The implementations of both the SART and ML-convex methods can be adapted to parallel computation algorithms. In both the forward projection and backprojection computation, the detector area can be divided into any reasonable number of subregions and the simulated measurements within each subregion can be calculated independently. The reconstruction of the entire volume can then be retrieved by stitching all the subregions together. This method has been used in breast tomosynthesis with the parallel ML-convex method,47 and chest tomosynthesis with algebraic reconstruction techniques.36
In this study, we have applied three representative reconstruction algorithms for the tomosynthesis of breast phantom data. Preliminary results show that for phantoms with homogeneous background, all methods can reconstruct the features in their correct layers and separate overlapping features.

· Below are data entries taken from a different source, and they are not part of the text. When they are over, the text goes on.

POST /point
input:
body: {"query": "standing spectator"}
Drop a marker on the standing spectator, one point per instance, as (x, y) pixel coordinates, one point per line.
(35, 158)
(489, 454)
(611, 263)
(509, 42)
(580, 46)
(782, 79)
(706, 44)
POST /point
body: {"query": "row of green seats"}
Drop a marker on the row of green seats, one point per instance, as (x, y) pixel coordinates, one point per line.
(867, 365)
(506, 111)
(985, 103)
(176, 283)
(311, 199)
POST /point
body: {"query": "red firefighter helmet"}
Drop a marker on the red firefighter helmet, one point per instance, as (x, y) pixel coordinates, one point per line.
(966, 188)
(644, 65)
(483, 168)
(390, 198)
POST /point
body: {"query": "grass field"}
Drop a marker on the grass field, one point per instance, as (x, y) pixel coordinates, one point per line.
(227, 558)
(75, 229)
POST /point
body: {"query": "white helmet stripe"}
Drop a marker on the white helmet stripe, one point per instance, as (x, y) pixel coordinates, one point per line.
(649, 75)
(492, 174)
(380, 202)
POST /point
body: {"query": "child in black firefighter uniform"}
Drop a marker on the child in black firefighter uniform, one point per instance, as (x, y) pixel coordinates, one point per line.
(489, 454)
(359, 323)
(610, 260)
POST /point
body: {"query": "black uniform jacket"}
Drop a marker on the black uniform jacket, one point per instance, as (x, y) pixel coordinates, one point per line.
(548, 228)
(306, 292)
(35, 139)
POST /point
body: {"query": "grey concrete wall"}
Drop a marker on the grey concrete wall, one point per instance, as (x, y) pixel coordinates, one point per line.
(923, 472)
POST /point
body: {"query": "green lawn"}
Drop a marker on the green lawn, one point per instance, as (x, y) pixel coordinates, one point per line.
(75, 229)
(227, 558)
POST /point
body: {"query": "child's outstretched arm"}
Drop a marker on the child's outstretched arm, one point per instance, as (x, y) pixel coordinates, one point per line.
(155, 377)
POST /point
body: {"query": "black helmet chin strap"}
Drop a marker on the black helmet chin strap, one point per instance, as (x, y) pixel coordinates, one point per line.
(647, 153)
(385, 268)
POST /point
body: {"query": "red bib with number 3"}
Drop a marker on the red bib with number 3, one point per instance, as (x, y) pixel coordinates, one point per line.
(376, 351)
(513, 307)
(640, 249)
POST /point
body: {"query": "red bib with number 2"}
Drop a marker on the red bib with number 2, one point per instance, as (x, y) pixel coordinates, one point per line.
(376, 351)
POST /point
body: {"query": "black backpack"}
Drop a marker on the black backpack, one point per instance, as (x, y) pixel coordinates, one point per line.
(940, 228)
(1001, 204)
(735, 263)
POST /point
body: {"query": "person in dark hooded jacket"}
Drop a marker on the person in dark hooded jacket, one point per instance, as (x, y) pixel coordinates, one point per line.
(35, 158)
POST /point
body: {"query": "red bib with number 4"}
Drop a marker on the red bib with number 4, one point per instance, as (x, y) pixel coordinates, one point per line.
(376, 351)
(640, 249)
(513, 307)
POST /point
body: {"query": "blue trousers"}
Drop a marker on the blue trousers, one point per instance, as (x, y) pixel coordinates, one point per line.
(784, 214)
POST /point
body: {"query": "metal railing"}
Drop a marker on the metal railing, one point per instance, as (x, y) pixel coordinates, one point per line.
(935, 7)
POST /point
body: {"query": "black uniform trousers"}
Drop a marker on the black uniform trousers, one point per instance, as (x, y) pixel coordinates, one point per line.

The BP method provided very smooth reconstructed images with low background noise, while the SART and ML-convex methods considerably enhanced the contrast and edges of the features but simultaneously amplified the image noise. The CNR values of simulated low-contrast objects for the BP method were higher than those for the SART and ML-convex methods. However, the two iterative methods can reduce the interplane blurring and artifacts with better ASF behaviors. For a contrast-detail phantom with heterogeneous tissue-mimicking background, the BP method had blurring artifacts in the x-ray source motion direction that obscured the contrast-detail objects, while the other two methods can significantly improve object conspicuity by removing the overlapping structures. With a properly selected relaxation parameter, the SART method with one iteration can provide tomosynthesized images comparable to those obtained by using the ML-convex method with seven iterations, when the BP results were used as initialization in both methods. Future work will be conducted to evaluate the effects of various parameters including initialization, step size, number of projection views, angular increments and ranges, and regularization on the quality of DTM images. In addition, studies will be performed to compare the image quality of patient DTM images using different reconstruction methods.
This work is supported by USPHS Grant Nos. CA91713 and CA95153, and U. S. Army Medical Research and Materiel Command Grant No. DAMD 17-02-1-0214. The digital tomosynthesis system was developed by the GE Global Research Group through the Biomedical Research Partnership (USPHS Grant No. CA91713) collaboration.